The preliminary hearing is a crucial stage of the prosecution; therefore, the defendant has the right to assistance of counsel. The defendant has the right to cross-examine the witnesses called to testify against him and the right to introduce evidence on his own behalf. The court may not curtail cross-examination of a witness on testimony that is vital to the issue of probable cause.

When an eyewitness is available in court during a preliminary hearing, and when the prosecution is relying almost completely on hearsay testimony, it may be an abuse of discretion to prohibit the defense from calling the witness. An indigent defendant has the right to a free transcript of the preliminary hearing before trial in order to prepare an effective defense. The defendant is entitled to limited discovery prior to the preliminary hearing. As a practical matter in Boulder, the prosecution provides all available discovery to the defendant.


At the conclusion of the hearing, the judge must either dismiss the charge or bind the charge over for trial. If the court does not find probable cause with respect to an offense charged, the court still may bind the case over for trial on any lesser included offenses supported by the evidence. An order denying dismissal of the charge after preliminary hearing is final and subject to review on appeal. Re-filing of a charge that has been dismissed after a preliminary hearing is permitted only after a judge holds a hearing and finds 1) additional evidence exists and 2) the prosecutor has good cause why the evidence was not presented at the prior preliminary hearing.

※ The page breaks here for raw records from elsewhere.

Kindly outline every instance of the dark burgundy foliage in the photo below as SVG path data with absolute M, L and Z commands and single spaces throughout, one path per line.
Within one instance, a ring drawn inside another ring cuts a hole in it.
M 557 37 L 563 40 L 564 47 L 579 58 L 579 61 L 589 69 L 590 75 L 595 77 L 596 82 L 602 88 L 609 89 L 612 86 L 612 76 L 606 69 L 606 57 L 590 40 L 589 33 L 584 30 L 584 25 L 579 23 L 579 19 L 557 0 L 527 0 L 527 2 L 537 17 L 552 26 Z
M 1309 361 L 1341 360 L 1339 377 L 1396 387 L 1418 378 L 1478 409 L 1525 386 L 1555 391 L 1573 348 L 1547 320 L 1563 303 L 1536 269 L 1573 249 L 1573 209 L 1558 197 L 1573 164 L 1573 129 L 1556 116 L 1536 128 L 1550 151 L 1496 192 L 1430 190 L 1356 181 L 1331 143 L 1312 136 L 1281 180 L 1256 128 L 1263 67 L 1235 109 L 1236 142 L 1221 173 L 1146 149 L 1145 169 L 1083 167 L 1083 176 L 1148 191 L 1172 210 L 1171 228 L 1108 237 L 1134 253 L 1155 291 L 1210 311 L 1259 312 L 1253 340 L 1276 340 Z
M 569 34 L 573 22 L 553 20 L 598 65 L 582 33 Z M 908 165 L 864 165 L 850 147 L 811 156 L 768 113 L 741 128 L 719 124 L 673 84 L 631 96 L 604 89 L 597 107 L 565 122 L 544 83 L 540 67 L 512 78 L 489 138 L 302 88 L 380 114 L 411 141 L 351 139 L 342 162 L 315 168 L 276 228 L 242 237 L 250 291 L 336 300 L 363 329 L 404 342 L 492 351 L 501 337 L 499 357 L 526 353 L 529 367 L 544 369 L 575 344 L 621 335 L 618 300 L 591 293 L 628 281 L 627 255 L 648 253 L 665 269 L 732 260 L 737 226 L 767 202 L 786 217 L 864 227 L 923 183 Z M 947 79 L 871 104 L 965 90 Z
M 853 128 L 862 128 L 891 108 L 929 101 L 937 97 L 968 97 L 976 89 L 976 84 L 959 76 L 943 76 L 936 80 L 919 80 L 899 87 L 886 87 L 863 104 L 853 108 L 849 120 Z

In cases charged by felony complaint, the preliminary hearing will be conducted in county court rather than district court. If the county court dismisses the complaint after holding a preliminary hearing, the prosecutor, with consent of the district court, may re-file the same charge in district court upon a direct information. The defendant then would be entitled to a new preliminary hearing in district court. Filing a direct information in district court is the exclusive remedy available to the prosecution when the county court has determined a charge after a preliminary hearing in county court.

Re-filing in district court is not automatic, however. The prosecutor must obtain the permission of the district court. When seeking to re-file charges upon a direct information, there must be sufficient evidentiary disclosure made to the district court to determine if re-filing is warranted. The district court is required to balance the right of the district attorney to prosecute criminal cases against the needs to protect the accused from discrimination and oppression.

When the preliminary hearing is waived in reliance on a plea agreement, the court should enforce that agreement. However, if no agreement has been finalized, and the tentative agreement falls through, the waiver will likely be held valid.

If a case is bound over after a preliminary hearing, or if the preliminary hearing is waived, the case is set for arraignment. Arraignment is the hearing at which a plea is formally entered. In felony cases, arraignment takes place in district court. If a plea agreement has been reached it can be presented to the court at this time. If no agreement has been reached, the case will be set for trial.